Le mari a quitté la pièce en reniant cette créature à jamais. Il passe toute la nuit dans sa cave à boire au tonneau. Il ne s’arrête que lorsque l’ivresse empêche les gestes nécessaires. Lorsqu’il lui revient assez de conscience, il s’enfonce dans une autre ivresse plus profonde. A un moment, il se met nu et tente de disparaître dans un tas de charbon. La moitié du jour suivant est déjà passée, quand, pareil à une bête, bavant, crachant, vomissant, à moitié nu, maculé, l’homme remonte à quatre pattes l’escalier de la cave. Bien plus tard, il découvre que la maison est vide. Le tablier jaune et bleu, les mules sont restés à leur place. Sur la table, un ancien verre à café, un « mazagran » en porcelaine, se réduit lentement sur lui-même, rongé par un feu invisible.

Le rêve d’une possible résurrection ne serait donc rien d’autre qu’un leurre. C’est du moins l’opinion tranchée de la romancière Olga Tokarczuk qui dans « Sur les ossements des morts » fait dire ceci à l’un de ses personnages :

Selon moi, la mort devrait aboutir à l’annihilation de la matière. Pour le corps, ce serait de loin la meilleure solution. De cette façon, les corps annihilés reviendraient directement dans les trous noirs dont ils sont issus. Les âmes ; à la vitesse de la lumière, iraient vers la lumière. Si tant est que l’âme existe.

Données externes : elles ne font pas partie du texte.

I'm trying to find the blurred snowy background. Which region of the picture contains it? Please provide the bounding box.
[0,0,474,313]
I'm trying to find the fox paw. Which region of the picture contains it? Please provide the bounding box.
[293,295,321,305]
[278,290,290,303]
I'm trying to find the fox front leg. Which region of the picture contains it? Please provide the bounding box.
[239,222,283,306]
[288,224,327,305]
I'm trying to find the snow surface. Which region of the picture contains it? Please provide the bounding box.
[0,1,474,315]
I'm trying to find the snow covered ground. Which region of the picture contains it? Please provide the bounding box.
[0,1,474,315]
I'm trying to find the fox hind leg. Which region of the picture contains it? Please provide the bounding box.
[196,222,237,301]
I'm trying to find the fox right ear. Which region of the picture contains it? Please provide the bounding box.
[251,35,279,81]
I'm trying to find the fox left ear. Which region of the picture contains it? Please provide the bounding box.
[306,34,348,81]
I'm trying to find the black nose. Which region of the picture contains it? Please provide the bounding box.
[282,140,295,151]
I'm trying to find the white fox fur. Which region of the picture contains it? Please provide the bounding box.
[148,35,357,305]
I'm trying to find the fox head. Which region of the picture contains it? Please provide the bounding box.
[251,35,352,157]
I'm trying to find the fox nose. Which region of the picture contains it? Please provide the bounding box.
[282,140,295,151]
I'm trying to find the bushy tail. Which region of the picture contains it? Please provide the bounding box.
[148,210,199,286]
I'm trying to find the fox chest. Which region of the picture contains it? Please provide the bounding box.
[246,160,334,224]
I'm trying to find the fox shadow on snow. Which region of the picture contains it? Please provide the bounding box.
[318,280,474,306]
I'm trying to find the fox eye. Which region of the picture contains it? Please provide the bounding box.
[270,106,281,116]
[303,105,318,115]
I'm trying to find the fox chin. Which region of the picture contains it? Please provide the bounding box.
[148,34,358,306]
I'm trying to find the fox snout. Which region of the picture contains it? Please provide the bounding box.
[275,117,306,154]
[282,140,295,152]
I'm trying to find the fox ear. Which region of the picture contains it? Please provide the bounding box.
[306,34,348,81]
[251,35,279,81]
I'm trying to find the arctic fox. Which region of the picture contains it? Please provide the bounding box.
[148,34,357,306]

Jim Jarmusch n’est pas loin de partager cette manière de voir. S’il croyait encore à la pérennité de l’âme dans « Only Lovers Left Alive » tel n’est plus le cas avec « The Dead Don’t Die ». Plus l’histoire avance plus le spectateur est gagné par le sentiment de quitter le cinéma pour assister à une représentation d’une pièce de théâtre de l’absurde. « En attendant Godot » de Samuel Beckett se rappelle soudain à notre souvenir. Qui ne songerait pas à Vladimir et Estragon, ces pauvres diables condamnés à une attente sans fin, en écoutant dialoguer les deux policiers de Jarmusch qu’interprètent avec profondeur Bill Murray et Adam Driver. Le dramaturge et le cinéaste se rejoignent pour rendre sensible l’absurdité, selon eux, de la condition humaine entre « rien et tout ». Devant l’infini où l’homme est englouti on ne peut s’empêcher d’évoquer ce jeune poète, Jules Tellier, disparu à l’âge de vingt-six ans dont l’un des textes « Les deux paradis d’Abd-Er-Rhaman » s’achève ainsi :

Tôt ou tard, tu aurais vu qu’en dépit de tous les rêves d’avenir qu’il a échafaudés, l’homme après sa vie terrestre n’est bon vraiment qu’à mourir, et que ce n’est qu’un Être infini et parfait qui serait capable d’être immortel ; tu aurais compris que s’il est parfois amusant d’être en route, il est bien vite ennuyeux d’être au but, et que ce qu’il est prudent de souhaiter au terme de la marche humaine, ce n’est pas la fixité de la jouissance, mais l’immobilité du sommeil ; et tu aurais fini par t’avouer que si la vérité était connue des hommes, les plus sages seraient ceux qui ne feraient aucun rêve, afin de n’en voir aucun se réaliser, et qui ne penserait qu’au Néant sur la terre, afin d’être bien sûrs d’en jouir aussitôt après l’avoir quittée.